# Electric Starter smoking



## jshel101 (Sep 12, 2016)

I did search the forum prior to posting this. I apologize if I missed an existing thread on this. I have an almost new Poulan Pro 27" 250 cc snowblower (only an hour on it). I tried to start it using the electric starter. As soon as I hit the start button, there is smoke coming out of the starter where the cord plugs in. The starter is still turning over the engine, but the smoking worries me. 

Any ideas what this could be?

Thank you,


----------



## Sid (Jan 31, 2014)

Check all the electrical connections, is the power/extension cord heavy enough, or very long, has any oil spilled on it.
Sid


----------



## jshel101 (Sep 12, 2016)

The extension cord is a heavy outdoor cord and it is only about 20 feet long. There has been no oil spills. The connection is very clean and dry.


----------



## nwcove (Mar 2, 2015)

+1 on the cord and the connections......my old mtd would hardly roll and trip out with a long cord. .... short ( 16' ) heavy cord and it spun like no tomorrow.


----------



## jshel101 (Sep 12, 2016)

I'll pick up a shorter cord to see if that does anything. My other short cords don't fit in the start plug.


----------



## jshel101 (Sep 12, 2016)

Mine spins no problem, but as soon as I plug it in, there is smoke coming from the plug of the starter. I did try another cord with the same results. Maybe I damaged something in the starter.


----------



## UNDERTAKER (Dec 30, 2013)

*Nooooooooooooooo!!!!!!!!!!!!!!!!! there is something wrong with the plug in for the starter. if it is brand new then for the love of ZEUS get a hold of the dealer and have them fix it. otherwise if it is not under warranty then post pics of this problem that is presenting itself unto us here.*


----------



## jshel101 (Sep 12, 2016)

Unfortunately there is no warranty. This was given to me from stepfather. He bought it new in 2012, used it once and crashed it against his garage. So he put it away. I used it for 30 minutes once. So basically brand new. 
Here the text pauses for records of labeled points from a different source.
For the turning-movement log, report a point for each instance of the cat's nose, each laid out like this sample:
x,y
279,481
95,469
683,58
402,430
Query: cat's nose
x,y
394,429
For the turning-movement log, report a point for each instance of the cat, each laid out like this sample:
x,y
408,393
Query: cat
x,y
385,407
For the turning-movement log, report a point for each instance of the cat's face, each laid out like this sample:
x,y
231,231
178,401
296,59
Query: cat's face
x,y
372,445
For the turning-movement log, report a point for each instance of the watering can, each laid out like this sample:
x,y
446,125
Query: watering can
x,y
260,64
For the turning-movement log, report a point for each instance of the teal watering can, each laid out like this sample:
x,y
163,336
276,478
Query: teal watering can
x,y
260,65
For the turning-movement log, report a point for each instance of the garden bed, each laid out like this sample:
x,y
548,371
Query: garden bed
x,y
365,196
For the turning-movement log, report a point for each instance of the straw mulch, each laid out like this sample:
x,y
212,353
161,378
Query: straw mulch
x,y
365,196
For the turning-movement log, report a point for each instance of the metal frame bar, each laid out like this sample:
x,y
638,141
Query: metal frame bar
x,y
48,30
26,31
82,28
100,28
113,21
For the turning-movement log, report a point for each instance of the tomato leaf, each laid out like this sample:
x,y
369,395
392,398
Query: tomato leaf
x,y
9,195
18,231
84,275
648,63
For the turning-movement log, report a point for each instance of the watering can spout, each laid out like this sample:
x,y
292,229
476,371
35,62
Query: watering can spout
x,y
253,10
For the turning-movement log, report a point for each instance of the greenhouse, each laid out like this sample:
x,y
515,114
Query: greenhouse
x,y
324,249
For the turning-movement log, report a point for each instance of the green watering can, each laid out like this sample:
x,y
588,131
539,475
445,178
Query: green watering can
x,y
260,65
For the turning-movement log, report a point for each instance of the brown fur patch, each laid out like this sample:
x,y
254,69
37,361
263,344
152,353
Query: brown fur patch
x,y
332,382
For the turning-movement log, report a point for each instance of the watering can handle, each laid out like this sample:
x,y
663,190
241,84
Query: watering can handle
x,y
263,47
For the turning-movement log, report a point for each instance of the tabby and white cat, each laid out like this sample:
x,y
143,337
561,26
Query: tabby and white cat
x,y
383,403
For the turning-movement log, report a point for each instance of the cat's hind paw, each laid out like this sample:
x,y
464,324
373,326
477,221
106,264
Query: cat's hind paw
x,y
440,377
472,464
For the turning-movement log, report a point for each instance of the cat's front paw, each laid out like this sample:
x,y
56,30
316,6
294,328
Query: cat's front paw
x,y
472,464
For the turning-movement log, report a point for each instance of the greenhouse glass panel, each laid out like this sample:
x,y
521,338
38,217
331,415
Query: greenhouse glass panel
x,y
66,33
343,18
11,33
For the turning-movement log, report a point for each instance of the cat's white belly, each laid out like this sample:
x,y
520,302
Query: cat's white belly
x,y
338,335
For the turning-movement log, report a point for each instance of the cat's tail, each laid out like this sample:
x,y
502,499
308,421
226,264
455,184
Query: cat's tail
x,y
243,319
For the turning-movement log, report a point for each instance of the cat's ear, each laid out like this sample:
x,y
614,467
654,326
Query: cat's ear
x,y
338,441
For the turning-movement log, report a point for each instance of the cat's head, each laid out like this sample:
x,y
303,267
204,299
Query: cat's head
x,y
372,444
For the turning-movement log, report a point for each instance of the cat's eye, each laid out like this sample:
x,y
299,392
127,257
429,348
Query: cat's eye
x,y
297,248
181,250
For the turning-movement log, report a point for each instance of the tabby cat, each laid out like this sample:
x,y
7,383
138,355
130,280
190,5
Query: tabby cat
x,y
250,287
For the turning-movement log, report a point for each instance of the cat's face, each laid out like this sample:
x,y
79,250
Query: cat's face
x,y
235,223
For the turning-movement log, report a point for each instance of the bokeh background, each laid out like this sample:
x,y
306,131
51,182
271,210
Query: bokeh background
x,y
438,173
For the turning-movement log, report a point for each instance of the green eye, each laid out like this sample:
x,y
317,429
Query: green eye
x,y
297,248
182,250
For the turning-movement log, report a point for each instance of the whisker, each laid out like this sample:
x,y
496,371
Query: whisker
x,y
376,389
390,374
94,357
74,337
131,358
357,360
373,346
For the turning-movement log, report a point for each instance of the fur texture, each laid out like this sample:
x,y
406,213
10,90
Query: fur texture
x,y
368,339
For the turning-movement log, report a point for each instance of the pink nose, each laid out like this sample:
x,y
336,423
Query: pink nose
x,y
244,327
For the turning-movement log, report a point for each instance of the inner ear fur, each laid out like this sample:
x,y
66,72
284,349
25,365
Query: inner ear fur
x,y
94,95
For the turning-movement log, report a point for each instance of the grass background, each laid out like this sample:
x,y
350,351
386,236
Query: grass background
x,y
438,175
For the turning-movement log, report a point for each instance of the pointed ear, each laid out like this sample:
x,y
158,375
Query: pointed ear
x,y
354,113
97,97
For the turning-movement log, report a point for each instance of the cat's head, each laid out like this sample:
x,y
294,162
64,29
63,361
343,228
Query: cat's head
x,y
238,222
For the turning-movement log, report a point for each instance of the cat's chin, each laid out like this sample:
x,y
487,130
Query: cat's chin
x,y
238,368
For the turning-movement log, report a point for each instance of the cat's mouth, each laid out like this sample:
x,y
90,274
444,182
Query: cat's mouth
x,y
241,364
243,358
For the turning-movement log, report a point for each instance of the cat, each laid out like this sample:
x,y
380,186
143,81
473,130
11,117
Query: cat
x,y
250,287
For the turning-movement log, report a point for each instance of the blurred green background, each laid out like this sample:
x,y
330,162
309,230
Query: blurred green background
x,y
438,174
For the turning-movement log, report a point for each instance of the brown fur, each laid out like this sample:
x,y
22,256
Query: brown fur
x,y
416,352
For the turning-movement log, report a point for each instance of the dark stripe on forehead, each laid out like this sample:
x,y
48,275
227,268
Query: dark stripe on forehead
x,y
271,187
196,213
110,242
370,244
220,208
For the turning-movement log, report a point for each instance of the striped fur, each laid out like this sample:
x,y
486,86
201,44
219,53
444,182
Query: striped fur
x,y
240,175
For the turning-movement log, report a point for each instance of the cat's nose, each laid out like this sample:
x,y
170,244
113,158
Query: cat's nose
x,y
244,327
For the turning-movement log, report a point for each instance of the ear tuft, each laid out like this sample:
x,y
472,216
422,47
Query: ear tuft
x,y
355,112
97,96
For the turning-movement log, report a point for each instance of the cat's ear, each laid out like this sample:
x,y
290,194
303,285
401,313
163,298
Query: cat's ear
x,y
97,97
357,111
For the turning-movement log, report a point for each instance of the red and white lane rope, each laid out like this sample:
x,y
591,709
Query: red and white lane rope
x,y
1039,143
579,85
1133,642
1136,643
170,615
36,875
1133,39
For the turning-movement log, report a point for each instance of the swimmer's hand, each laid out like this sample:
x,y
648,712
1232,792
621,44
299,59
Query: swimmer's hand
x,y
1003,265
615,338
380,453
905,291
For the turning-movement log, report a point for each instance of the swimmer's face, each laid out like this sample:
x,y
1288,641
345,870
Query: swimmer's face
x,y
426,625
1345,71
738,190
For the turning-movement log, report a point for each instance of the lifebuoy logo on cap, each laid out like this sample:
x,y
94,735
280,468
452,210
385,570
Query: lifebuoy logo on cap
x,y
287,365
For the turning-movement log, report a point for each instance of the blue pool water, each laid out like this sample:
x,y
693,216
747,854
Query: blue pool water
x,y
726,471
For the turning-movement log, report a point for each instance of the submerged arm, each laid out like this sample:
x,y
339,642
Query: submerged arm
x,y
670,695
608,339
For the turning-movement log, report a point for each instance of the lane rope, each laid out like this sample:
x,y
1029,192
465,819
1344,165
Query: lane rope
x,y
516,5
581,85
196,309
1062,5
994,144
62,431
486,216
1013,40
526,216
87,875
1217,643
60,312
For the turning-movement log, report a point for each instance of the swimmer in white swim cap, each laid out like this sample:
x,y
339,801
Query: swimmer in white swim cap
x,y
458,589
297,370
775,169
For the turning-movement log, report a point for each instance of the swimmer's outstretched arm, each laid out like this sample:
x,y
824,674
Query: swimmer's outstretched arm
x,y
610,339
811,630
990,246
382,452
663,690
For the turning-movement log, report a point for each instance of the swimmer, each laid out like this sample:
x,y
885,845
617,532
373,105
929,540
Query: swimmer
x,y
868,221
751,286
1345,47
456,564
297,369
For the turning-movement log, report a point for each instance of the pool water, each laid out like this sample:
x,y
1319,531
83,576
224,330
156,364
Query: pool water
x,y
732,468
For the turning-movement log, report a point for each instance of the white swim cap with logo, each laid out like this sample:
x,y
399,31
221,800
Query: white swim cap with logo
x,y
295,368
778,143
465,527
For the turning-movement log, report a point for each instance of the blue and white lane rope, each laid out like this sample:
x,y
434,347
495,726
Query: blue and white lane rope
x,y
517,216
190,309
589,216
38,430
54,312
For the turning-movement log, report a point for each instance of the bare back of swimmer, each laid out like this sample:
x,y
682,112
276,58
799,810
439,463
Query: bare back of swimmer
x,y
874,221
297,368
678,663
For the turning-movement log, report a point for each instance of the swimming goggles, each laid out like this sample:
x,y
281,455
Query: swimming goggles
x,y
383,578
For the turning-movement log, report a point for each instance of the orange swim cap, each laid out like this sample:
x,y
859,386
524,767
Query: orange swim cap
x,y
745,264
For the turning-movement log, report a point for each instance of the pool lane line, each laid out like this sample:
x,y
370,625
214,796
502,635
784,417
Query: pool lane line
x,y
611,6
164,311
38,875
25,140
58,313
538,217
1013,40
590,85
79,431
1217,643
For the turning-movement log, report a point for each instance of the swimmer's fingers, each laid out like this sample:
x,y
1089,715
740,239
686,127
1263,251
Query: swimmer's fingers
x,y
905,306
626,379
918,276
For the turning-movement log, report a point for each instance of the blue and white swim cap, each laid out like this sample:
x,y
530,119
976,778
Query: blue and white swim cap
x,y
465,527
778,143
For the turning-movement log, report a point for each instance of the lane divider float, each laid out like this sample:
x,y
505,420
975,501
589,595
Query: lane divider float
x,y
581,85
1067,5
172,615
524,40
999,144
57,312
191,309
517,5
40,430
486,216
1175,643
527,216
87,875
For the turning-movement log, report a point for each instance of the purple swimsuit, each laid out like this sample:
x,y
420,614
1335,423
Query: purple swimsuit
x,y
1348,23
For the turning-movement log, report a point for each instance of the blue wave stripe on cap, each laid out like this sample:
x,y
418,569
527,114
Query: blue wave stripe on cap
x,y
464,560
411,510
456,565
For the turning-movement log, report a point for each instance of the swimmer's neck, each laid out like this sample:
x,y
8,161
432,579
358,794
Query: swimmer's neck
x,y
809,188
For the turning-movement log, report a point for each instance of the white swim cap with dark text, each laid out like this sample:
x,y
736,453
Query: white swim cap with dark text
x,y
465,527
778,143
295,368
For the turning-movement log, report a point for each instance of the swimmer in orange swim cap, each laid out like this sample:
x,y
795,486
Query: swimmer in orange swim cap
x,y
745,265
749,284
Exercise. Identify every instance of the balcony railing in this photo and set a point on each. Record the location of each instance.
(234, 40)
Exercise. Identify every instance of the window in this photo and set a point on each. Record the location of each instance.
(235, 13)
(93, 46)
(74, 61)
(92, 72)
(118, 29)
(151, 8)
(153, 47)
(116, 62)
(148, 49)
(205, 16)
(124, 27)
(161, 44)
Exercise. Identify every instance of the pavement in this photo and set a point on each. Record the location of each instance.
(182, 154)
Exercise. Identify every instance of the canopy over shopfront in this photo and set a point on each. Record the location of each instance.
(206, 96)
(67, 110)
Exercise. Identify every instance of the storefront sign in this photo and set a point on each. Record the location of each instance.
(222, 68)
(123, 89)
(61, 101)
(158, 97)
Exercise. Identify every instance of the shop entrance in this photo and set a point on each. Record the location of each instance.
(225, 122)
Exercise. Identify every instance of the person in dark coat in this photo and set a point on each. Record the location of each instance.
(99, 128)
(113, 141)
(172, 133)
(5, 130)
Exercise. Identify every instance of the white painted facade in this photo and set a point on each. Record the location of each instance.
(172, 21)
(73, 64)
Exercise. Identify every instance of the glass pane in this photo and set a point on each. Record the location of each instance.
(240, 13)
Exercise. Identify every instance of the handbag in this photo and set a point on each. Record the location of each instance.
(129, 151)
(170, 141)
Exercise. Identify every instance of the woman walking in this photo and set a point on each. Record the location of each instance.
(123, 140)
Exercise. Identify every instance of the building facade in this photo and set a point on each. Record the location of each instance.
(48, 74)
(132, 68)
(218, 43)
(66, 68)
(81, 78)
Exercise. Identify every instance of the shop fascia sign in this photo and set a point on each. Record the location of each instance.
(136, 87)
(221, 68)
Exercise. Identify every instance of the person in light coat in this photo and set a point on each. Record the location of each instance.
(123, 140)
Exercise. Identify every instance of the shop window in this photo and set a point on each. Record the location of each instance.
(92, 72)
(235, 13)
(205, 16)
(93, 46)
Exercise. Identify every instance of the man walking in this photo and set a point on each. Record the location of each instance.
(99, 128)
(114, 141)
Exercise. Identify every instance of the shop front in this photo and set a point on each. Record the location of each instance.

I'll try to post pictures, but the last time I tried, I got a message saying I don't have enough posts.


----------



## Jackmels (Feb 18, 2013)

jshel101 said:


> Unfortunately there is no warranty. This was given to me from stepfather. He bought it new in 2012, used it once and crashed it against his garage. So he put it away. I used it for 30 minutes once. So basically brand new.
> 
> I'll try to post pictures, but the last time I tried, I got a message saying I don't have enough posts.



Upload Pics to Tinypic and copy and paste the "links for forums" in your post. I've been using it since my allotment of pics here is used up. GL.


----------



## jshel101 (Sep 12, 2016)

Thanks. I'll give that a shot.


----------